Why do airplanes usually pitch nose-down in a fully-developed stall?
I've seen this seemingly-simple question discussed on other aviation forums, but there doesn't seem to be a single agreed-upon answer, at least that covers all or most cases.
Here is why I find this question confusing: When we say that airplanes are usually "nose-heavy," what we mean is that the center of lift is aft of the center of gravity. So the lift generated by the wings, in addition to counteracting weight, also produces a pitching moment, rotating the aircraft about its lateral axis, nose-down / tail up. This pitching moment is counteracted by the horizontal stabilizer (or canard wings) to maintain a level attitude.

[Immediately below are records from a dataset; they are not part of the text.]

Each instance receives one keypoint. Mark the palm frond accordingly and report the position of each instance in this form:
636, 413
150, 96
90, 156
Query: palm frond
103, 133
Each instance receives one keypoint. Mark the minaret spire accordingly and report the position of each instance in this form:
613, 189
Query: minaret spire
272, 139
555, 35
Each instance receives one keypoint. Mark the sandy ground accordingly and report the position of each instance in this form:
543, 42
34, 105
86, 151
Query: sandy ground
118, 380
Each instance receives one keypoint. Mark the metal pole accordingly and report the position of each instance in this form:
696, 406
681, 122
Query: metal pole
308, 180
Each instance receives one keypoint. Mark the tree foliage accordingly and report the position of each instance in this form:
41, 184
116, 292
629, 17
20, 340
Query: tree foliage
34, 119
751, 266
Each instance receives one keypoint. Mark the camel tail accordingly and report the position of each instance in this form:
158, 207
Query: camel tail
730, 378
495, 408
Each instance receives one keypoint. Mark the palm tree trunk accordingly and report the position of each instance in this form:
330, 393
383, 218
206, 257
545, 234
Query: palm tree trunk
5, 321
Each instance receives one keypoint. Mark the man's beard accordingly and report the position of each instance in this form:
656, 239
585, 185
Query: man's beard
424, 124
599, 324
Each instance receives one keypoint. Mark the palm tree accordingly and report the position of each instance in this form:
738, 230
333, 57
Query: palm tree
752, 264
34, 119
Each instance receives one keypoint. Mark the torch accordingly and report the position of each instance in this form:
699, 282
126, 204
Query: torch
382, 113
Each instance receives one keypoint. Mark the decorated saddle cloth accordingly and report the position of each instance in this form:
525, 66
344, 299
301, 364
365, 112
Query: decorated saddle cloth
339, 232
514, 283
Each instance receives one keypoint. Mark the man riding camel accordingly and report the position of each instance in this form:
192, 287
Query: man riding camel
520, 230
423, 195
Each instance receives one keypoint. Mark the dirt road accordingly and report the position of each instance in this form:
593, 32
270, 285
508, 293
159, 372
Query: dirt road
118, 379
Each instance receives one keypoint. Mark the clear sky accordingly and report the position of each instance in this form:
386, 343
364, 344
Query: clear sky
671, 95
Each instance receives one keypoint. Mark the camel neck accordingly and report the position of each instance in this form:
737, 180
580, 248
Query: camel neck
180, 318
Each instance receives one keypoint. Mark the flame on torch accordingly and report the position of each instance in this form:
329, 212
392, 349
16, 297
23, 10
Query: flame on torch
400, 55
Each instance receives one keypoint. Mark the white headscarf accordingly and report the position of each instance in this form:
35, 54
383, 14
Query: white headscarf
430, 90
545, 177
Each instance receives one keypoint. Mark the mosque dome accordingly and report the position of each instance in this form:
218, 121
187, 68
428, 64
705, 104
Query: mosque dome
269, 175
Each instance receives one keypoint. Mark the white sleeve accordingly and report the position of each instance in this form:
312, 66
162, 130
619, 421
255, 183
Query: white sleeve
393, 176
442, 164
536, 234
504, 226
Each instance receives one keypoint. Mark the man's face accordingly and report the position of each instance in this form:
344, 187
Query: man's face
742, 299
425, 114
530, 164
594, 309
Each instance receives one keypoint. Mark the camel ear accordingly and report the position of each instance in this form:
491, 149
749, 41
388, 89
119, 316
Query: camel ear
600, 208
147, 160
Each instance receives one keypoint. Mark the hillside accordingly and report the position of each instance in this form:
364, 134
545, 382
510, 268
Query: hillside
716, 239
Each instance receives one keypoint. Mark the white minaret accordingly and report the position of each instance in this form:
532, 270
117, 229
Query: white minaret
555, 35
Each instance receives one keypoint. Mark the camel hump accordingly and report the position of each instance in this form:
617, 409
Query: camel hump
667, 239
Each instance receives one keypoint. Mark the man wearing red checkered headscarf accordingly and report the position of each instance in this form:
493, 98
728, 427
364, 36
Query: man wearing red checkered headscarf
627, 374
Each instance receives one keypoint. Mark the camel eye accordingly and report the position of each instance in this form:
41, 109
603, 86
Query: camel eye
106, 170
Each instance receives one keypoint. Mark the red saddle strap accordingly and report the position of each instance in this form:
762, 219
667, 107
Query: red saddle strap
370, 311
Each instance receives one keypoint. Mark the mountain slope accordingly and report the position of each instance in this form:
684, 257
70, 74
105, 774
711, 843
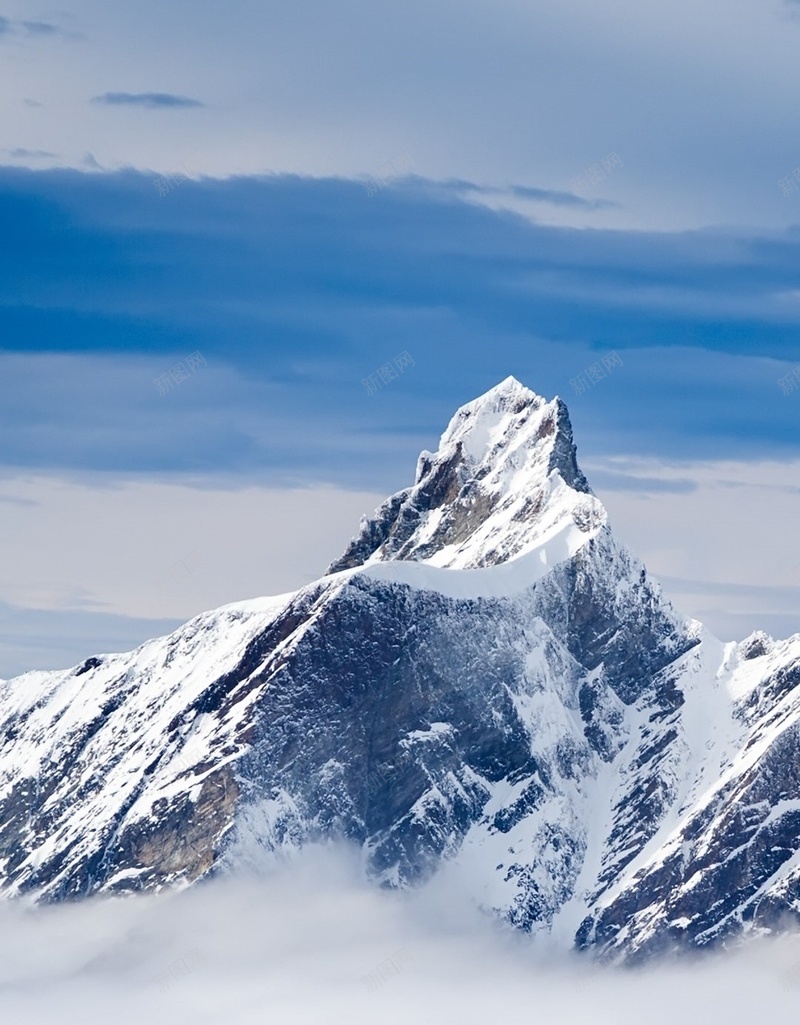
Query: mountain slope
485, 683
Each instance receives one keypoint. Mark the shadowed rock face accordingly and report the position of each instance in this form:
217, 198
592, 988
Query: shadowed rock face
585, 757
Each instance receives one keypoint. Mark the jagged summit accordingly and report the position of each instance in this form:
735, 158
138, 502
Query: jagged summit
504, 481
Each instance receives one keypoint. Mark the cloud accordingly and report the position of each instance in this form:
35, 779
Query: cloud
152, 100
31, 154
31, 28
308, 941
40, 28
609, 481
56, 639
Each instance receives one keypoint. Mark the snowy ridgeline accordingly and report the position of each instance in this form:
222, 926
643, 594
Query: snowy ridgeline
486, 687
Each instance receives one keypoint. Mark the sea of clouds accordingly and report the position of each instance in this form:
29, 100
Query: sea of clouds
309, 941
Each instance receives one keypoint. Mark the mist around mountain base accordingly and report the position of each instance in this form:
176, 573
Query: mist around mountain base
308, 940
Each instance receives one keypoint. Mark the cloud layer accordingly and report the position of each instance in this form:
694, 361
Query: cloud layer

In a stall, the wings produce significantly less lift. So my intuition would be that the nose-down moment would also be significantly reduced. And indeed, if the wings stalled before the tailplane, I would expect the downforce produced by the tailplane to be dominant, and the nose to pitch even further up. This is obviously contrary to experience.
Here are some of the answers I've seen proposed elsewhere on the internet:
- "The CG is heavy so it falls down."
This doesn't seem like a very good answer. It's not just that the airplane is falling, it's that it's rotating, and all rotation happens about the CG. So the portion of the airplane that is pitching downward is the portion that is forward of the CG, and the portion that is pitching upward is the portion that is aft of the CG. What causes this pitching moment, as opposed to the airplane falling in its previous nose-up stalled attitude?
- "The plane would fall in its previous attitude if it were in a vacuum, but because the engine is heavy, it has more inertia and is less affected by air resistance, so it falls faster."
Maybe? I don't know enough to know whether or not this is right.
- "A stalled wing still produces some lift, and as it stalls, the center of lift moves aft. The greater arm results in a greater forward-pitching moment. So it is the 'nose-heaviness' being exaggerated in the stall."
This also seems plausible, but I don't know. Since stalls and stall recovery are so fundamental to basic flight instruction, I would expect this question to have a straight-forward answer, but maybe it just doesn't? Or maybe there's something I'm missing. Curious to hear people's thoughts.